Late in the night; whispering walls and floorboard creaks,
my fingertips gently brush dust off a mirror.
Carefully I scrub and shine until there’s no specks or streaks,
yet the reflection doesn’t grow any clearer.
I know time will only march on,
but I both dread and long for the dawn.
Awoken abruptly from a thirty year slumber,
realization slaps me swift in the face.
I find myself now wishing I was thirty years younger,
I’ll still finish last but I could restart the race.
I know time will only march on,
but where has all that time gone?
Alone in this world; what a terrible thing,
the only company provided is loneliness and nicotine.
I look to my hands knowing I could never wear a ring,
even if I could it would fall off as I grow older and more lean.
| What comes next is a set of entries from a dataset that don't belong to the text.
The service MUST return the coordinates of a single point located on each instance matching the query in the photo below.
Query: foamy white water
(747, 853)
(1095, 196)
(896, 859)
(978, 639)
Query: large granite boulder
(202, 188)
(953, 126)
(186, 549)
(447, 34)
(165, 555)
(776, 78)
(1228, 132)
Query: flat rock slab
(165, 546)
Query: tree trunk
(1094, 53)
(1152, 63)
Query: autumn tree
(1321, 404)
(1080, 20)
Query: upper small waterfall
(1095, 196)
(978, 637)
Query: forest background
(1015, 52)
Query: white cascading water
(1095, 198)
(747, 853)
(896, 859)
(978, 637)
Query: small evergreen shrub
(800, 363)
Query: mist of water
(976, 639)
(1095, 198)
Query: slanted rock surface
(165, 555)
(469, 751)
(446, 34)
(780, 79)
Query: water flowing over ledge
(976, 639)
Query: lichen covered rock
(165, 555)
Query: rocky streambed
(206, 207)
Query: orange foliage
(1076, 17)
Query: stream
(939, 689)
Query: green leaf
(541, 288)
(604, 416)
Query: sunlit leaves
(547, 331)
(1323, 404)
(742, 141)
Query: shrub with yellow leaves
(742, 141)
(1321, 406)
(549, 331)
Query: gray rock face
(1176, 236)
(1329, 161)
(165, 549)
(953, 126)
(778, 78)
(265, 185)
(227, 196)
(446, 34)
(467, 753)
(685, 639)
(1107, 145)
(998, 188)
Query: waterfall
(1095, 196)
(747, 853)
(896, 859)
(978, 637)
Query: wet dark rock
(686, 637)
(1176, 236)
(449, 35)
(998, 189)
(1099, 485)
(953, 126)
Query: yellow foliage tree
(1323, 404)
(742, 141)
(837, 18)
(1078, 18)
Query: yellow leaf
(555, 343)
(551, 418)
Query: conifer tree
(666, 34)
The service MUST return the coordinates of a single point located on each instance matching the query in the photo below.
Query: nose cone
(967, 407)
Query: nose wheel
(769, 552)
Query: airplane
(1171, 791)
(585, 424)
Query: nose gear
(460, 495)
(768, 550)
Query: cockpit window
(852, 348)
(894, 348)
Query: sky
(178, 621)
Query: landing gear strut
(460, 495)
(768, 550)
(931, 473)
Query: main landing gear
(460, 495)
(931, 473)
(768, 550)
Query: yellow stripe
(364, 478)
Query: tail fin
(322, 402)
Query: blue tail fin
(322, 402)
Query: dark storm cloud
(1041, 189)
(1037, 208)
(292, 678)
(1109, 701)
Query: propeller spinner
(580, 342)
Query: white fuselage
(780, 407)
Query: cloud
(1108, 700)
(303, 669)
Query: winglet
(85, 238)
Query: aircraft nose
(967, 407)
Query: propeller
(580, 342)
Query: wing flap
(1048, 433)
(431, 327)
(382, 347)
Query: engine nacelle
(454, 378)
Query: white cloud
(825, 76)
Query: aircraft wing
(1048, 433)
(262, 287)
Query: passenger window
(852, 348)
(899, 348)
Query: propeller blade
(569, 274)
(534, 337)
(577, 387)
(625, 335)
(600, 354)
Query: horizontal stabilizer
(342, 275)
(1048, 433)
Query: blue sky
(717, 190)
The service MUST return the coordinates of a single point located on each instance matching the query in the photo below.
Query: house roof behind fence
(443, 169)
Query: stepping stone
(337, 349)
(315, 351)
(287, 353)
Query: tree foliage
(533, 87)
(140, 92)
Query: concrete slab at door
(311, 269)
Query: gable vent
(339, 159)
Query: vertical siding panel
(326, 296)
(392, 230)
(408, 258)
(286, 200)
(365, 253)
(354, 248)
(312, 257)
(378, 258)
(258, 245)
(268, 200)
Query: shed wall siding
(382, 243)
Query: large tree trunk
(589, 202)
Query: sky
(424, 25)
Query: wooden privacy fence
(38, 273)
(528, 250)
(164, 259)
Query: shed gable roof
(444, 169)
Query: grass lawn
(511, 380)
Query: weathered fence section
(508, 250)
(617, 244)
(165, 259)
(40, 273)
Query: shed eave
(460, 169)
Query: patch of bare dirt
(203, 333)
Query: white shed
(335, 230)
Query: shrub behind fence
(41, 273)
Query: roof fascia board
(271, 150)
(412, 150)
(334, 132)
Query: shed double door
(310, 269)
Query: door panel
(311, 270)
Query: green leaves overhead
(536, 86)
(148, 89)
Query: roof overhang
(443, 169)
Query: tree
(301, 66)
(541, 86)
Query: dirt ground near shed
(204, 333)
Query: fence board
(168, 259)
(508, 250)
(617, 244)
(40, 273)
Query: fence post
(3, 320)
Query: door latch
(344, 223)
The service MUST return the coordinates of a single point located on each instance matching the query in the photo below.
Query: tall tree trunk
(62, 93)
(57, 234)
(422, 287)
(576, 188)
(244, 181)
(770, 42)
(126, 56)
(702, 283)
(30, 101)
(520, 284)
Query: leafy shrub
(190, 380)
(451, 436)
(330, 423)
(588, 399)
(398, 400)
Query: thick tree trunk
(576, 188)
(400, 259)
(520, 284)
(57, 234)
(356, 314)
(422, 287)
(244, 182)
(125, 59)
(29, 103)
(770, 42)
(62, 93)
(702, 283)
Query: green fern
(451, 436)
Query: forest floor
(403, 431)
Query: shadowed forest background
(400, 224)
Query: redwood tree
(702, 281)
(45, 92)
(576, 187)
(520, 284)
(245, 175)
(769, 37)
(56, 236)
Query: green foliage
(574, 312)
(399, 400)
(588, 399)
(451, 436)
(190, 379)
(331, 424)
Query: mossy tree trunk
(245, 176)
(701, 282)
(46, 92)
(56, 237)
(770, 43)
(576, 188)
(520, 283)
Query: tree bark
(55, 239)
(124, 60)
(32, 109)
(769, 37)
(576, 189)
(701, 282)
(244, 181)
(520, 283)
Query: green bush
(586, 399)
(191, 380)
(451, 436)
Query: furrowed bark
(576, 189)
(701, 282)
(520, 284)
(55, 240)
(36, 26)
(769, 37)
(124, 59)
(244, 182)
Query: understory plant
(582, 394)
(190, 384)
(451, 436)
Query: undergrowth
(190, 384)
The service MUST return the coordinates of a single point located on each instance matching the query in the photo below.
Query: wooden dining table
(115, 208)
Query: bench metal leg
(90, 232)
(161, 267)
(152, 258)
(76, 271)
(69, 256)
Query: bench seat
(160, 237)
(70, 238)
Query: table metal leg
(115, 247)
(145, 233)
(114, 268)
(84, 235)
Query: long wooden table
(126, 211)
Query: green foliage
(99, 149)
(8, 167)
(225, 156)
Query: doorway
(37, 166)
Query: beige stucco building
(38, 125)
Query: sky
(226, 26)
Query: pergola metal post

I know time will on march on,
but I forgot the song for the swan.
The people and places in the journey of life
have shaped me into a person I forgot I could be,
and while I may be comfortable, I’ve known my share of sadness and strife,
and you know the two both also know me.
I know time will only march on,
but why play chess to only be a pawn?
Late in the night, I light candles and sage,
though the shadows will remain in the corner.
Youth is wasted on the young, I’m halfway done at my age,
and I’ve spent most of my life as a mourner.
I know time will only march on,
and my breath will be used just to yawn.